Sur le plan politique, Mondelet ne se réconcilia jamais avec les Patriotes. Le 21 décembre 1837, il fut nommé commissaire chargé de recevoir le serment d’allégeance ; c’était une fonction très impopulaire. Moins d’un an après, on le nomma au Conseil spécial, particulièrement détesté, mais il n’assista à aucune réunion et ne participa à aucune de ses activités. En sa qualité de juge-avocat suppléant dans les cours militaires, il engagea au nom de la couronne, à partir du 10 mai 1839, des poursuites contre les prisonniers rebelles, traitant durement les étrangers dont il déplorait l’immixtion dans les affaires du Bas-Canada. Sur le plan professionnel, il entra directement en opposition avec son frère Charles-Elzéar et ses confrères en engageant des poursuites contre les prisonniers dont ceux-ci avaient assuré la défense lors d’un procès antérieur. Cette fois-ci, ils furent condamnés à la pendaison. En dépit de ce fait, les deux frères continuèrent à pratiquer ensemble, nullement affectés en apparence par cet affrontement.
Le 15 juin 1839, Mondelet remplaça temporairement, à la Cour du banc de la reine de Trois-Rivières, le juge Joseph-Rémi Vallières* de Saint-Réal, suspendu pour sa sympathie avec la cause des Patriotes. En 1842, après la réhabilitation et la promotion de Vallières de Saint-Réal, Mondelet le remplaça de façon définitive. Avant de quitter Montréal, il avait surveillé la distribution d’une somme de £2000 votée par l’Assemblée pour le logement temporaire des malades mentaux.
Mondelet passa le reste de sa vie à Trois-Rivières. Sa première femme était décédée en couches pendant l’année tourmentée de 1837. Une année plus tard, Mondelet épousait en secondes noces Mary Woolrich. À son arrivée à Trois-Rivières, six seulement de ses onze enfants étaient encore vivants. Pendant quelque temps cependant, la mort devait épargner la famille. En 1850, Mondelet fut promu à la Cour supérieure de Trois-Rivières tandis que son fils aîné était reçu au barreau. Il perdit deux ans plus tard un fils encore dans l’adolescence. Après des années de « santé précaire », Mondelet, frappé d’apoplexie, décéda le 19 février 1863 et fut inhumé dans la cathédrale. Consciencieux et dévoué, il avait siégé à la cour jusqu’à la dernière minute bien que le 18 « son esprit n’eût pas été aussi clair et aussi précis que d’ordinaire ». Mondelet laissa de vastes et riches terres seigneuriales à Saint-Michel-d’Yamaska (Yamaska) et à Boucherville, d’une valeur de plus de $55 000.

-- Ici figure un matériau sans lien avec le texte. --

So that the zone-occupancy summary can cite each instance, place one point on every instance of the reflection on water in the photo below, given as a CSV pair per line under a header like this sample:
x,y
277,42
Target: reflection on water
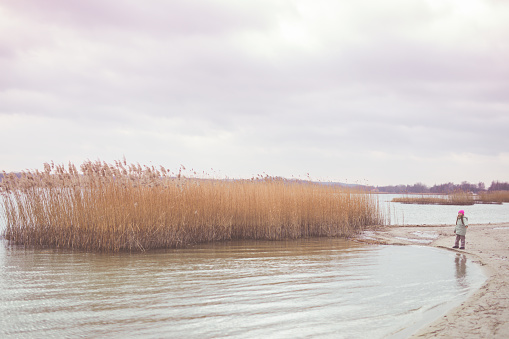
x,y
413,214
319,288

Dominique Mondelet se distingua par son indépendance d’esprit, son attitude réformiste circonspecte à l’endroit du gouvernement et son attachement à l’orthodoxie sur le plan religieux. Amis et ennemis étaient d’accord pour reconnaître sa grande compétence professionnelle car sa maîtrise du droit, son érudition et sa remarquable facilité de parole étaient fort prisées même dans une ville comme Montréal où la concurrence était grande. Son ardeur au travail et ses opinions politiques modérées lui valurent l’appui d’autres modérés importants comme Frédéric-Auguste Quesnel et John Neilson au moment même où ses adversaires politiques l’accusaient de quémander les postes et interprétaient à tort sa répugnance pour la violence comme un acte de trahison contre la nation. L’exclusion de Mondelet de l’Assemblée constitua une grande perte pour les Canadiens français, d’autant plus regrettable que dans les fonctions qu’il devait remplir par la suite, il se distingua au plus haut point par son intégrité et son sens du devoir, malgré les tragédies personnelles et les déceptions qu’il avait subies sa vie durant.

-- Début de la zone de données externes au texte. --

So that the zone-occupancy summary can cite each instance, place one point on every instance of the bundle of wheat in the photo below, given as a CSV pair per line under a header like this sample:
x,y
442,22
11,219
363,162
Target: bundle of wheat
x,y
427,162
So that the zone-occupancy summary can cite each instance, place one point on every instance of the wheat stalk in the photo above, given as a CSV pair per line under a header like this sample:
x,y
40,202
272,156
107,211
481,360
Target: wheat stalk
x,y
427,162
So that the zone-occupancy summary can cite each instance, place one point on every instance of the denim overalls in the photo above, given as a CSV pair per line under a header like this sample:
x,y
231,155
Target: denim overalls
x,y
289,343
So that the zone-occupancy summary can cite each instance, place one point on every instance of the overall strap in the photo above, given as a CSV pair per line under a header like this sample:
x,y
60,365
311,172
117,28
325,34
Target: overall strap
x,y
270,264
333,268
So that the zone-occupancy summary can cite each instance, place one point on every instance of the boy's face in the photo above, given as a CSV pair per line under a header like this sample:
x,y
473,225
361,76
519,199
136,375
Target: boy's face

Les meilleures sources pour l’étude de la vie de Dominique Mondelet sont les papiers Audet, 21, pp.740–808, aux APC, MG 30 et les Députés de Montréal, de F.-J. Audet, pp.370–410. Les papiers Audet cités contiennent toutes les notes que l’auteur a utilisées pour rédiger la biographie de Mondelet dans les Députés de Montréal : correspondance avec les archives, les bibliothèques et les particuliers tels que Charles-Dominique Gaudet, petit-fils de Mondelet ; extraits des registres paroissiaux, des archives judiciaires, de livres, d’articles de même que l’ébauche de son étude finale. Historien très méthodique et consciencieux, Audet a pratiquement épuisé toutes les sources disponibles sur Dominique Mondelet. Le produit final, son essai dans les Députés, traite du personnage de façon aussi approfondie et sympathique que le laissaient présager ses notes. Les penchants d’Audet et ses points de vue sur les événements des années 1830 ressortent aussi de ses lettres à Charles-Dominique Gaudet.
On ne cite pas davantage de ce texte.